Monsieur Ribosome, mon professeur d’alors, m’avait lancé cette phrase qui englua mon esprit pour la vie : « l’homme est un virus, il se reproduit jusqu’à tuer son hôte ».
Le milliard en 1900, près de 8 milliards aujourd’hui, les chiffres parlent d’eux-mêmes et les jeunes, vraiment pas contents, manifestent contre leurs parents qui les ont enfantés.
Être né, c’est déjà polluer.
Plutôt que d’entendre pleurnicher ces freluquets sur l’inéluctable sort de notre planète, j’ai décidé de me replonger dans la physique de ma jeunesse.
Je n’allais pas attendre une vaine solution des politiques, la stérilisation de la race humaine ou le démantèlement des éprouvettes, tout de même.
L’idée était des plus simples : créer un dérivé de la machine de Tipler.
Qui dit Tipler, dit relativité, qui dit relativité, dit distorsion temporelle.

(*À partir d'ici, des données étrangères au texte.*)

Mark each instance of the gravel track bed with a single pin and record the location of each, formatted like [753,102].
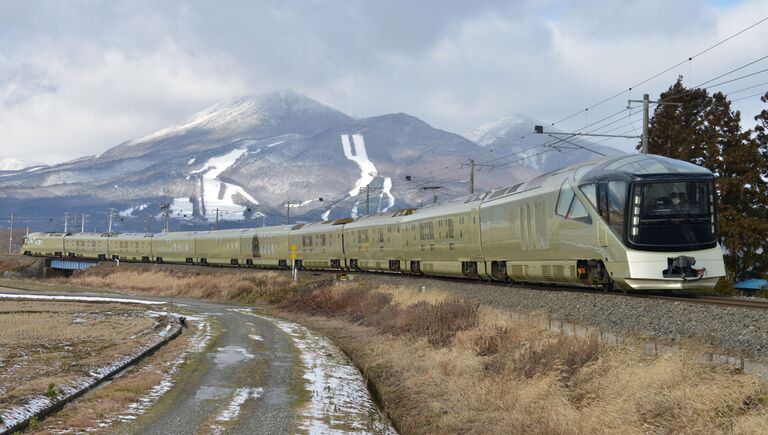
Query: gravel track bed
[731,328]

Je ne vous ferai pas l’affront d’un cours de relativité générale, chère Mobilière, car nous sommes toutes deux, j’en suis sûr, des personnes cultivées.

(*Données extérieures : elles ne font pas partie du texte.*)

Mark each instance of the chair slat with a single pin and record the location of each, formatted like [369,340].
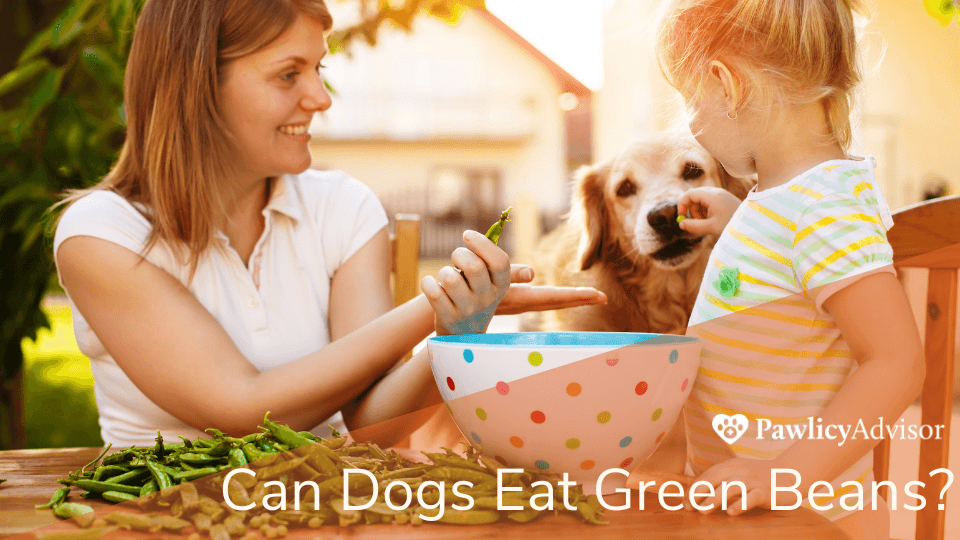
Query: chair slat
[937,397]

L’intention de cette expérience était de remonter assez loin dans le temps, avant même l’invention de la morale, pour que l’homicide ne soit pas punissable par la loi et ainsi, ne rien avoir à se reprocher.

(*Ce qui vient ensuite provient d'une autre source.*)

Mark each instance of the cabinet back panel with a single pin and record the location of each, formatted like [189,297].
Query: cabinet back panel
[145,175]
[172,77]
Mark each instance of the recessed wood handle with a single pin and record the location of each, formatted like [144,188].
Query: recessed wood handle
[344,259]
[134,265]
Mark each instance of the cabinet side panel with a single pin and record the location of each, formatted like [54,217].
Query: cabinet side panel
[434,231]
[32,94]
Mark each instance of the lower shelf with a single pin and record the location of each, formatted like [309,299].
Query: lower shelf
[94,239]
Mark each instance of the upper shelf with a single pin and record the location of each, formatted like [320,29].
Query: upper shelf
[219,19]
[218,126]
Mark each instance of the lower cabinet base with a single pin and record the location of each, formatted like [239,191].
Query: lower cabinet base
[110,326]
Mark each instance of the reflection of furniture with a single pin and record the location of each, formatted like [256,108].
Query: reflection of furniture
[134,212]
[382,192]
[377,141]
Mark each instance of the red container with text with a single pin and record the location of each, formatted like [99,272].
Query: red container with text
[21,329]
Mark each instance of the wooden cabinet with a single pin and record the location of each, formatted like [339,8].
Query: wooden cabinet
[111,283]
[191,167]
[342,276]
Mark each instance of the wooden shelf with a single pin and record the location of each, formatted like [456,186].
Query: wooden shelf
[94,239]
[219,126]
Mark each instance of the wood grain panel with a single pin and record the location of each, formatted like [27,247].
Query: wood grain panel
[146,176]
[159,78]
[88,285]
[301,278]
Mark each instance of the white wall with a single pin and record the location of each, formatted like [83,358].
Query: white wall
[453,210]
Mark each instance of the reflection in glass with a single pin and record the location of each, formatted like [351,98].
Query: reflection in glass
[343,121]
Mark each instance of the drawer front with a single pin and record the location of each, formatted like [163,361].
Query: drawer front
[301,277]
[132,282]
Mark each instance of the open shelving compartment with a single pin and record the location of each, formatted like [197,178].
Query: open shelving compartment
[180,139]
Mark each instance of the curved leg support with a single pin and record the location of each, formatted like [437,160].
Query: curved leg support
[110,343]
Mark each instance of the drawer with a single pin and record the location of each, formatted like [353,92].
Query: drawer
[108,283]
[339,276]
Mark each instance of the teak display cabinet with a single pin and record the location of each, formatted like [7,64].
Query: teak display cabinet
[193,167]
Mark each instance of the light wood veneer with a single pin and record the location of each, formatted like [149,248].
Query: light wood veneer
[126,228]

Tuer tous les grand grand grand grand grands-parents, pour tuer l’évolution.
Comme ça pas de surpopulation.
Comme ça pas de pollution.

Vous comprenez maintenant pourquoi j’ai eu besoin de dévier toute l’électricité du quartier.
Je ne m’attendais pas à ce que le bâtiment prenne feu comme une boîte d’allumettes Bengale.
Pour ma défense : la vitesse à laquelle ce brasier fut réduit en cendre prouve un défaut majeur de construction.
Du béton armé s’embrasant comme du foin ?
À d’autres, s’il vous plait.

Je dois malheureusement mettre un terme à cette lettre.
On m’avait prévenu qu’écrire à son assurance aurait un effet cathartique. C’est bien vrai, on pourrait tout vous raconter, jusqu’aux vices les plus viciés.
La demoiselle en chemise blanche qui m’a demandé de rédiger cette missive, m’a ordonné de ne pas dépasser les 3000 caractères.
Elle passe sa journée à me dicter mon comportement et à me gaver de dragées, pour me calmer, pour dormir.
Moi qui pensais qu’en gagnant de l’âge j’allais gagner en liberté… Comme quoi, on est toujours l’esclave d’un autre.
Toute la sagesse consiste maintenant à ne pas râler et à coopérer.
Dire oui, merci, amen, comme ça personne ne saura ce que je voulais manigancer.
Sauf vous bien évidemment, chère Mobilière.

Par la présente, j’espère vous avoir convaincu de ma bonne foi et enfin en terminer avec les sordides accusations à mon égard.
C’est en trépidant d’impatience que j’attends de vos nouvelles.

Recevez l’assurance de ma réelle affection.